Whether to include timestamps in the input features. Defaults to True.

True

Returns:

Name Type Description
tuple

A tuple of two lists. The first list contains the timestamps for which the distance was computed. The second list contains the distances for each timestamp.

Source code in datadynamics/utils/metrics/otdd.py
def otdd(
    d1_collections_filename, d2_collections_filename, include_timestamps=True
):
    """Optimal transport dataset distance between two collections over time.

    The collections must be of equal length and created using
    datadynamics.utils.post_processing.save_collections. We use Microsoft's
    OTDD library to compute the distance between the collections for each
    timestamp to see how the distance changes over time during the simulation.

    Warning:
        This function requires the OTDD library to be installed which is not
        included by default in datadynamics.

    Note:
        We skip any timestamps for which the distance cannot be computed.
        Also, the OTDD values will likely not be affected by whether or not
        timestamps are included in the input features.

    Args:
        d1_collections_filename (str): The filename of the first collection.
        d2_collections_filename (str): The filename of the second collection.
        include_timestamps (bool, optional): Whether to include timestamps in
            the input features. Defaults to True.

    Returns:
        tuple: A tuple of two lists. The first list contains the timestamps
            for which the distance was computed. The second list contains the
            distances for each timestamp.
    """
    with open(d1_collections_filename, "rb") as f:
        d1_collections = pickle.load(f)
    with open(d2_collections_filename, "rb") as f:
        d2_collections = pickle.load(f)

    d1_timestamps, d1_feats, d1_targets = extract.feats_targets_timestamps(
        d1_collections, include_timestamps
    )
    d2_timestamps, d2_feats, d2_targets = extract.feats_targets_timestamps(
        d2_collections, include_timestamps
    )
    n1, n2 = len(d1_timestamps), len(d2_timestamps)
    assert n1 == n2, "The collections must be of equal length."

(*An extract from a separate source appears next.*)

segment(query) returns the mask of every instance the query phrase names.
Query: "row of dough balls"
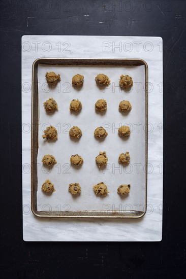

    completed_timestamps = []
    distances = []

    for i in tqdm.tqdm(range(1, n1 + 1), desc="Computing OTDD"):
        try:
            d1 = dataset_from_numpy(d1_feats[:i], d1_targets[:i])
            d2 = dataset_from_numpy(d2_feats[:i], d2_targets[:i])
            dist = DatasetDistance(d1, d2, inner_ot_method="exact")
            d = dist.distance(maxsamples=1000)
            distances.append(d.item())
            completed_timestamps.append(d1_timestamps[i - 1])
        except Exception as e:
            print(f"Skipping {i} due to {e}...")
            continue

    return completed_timestamps, distances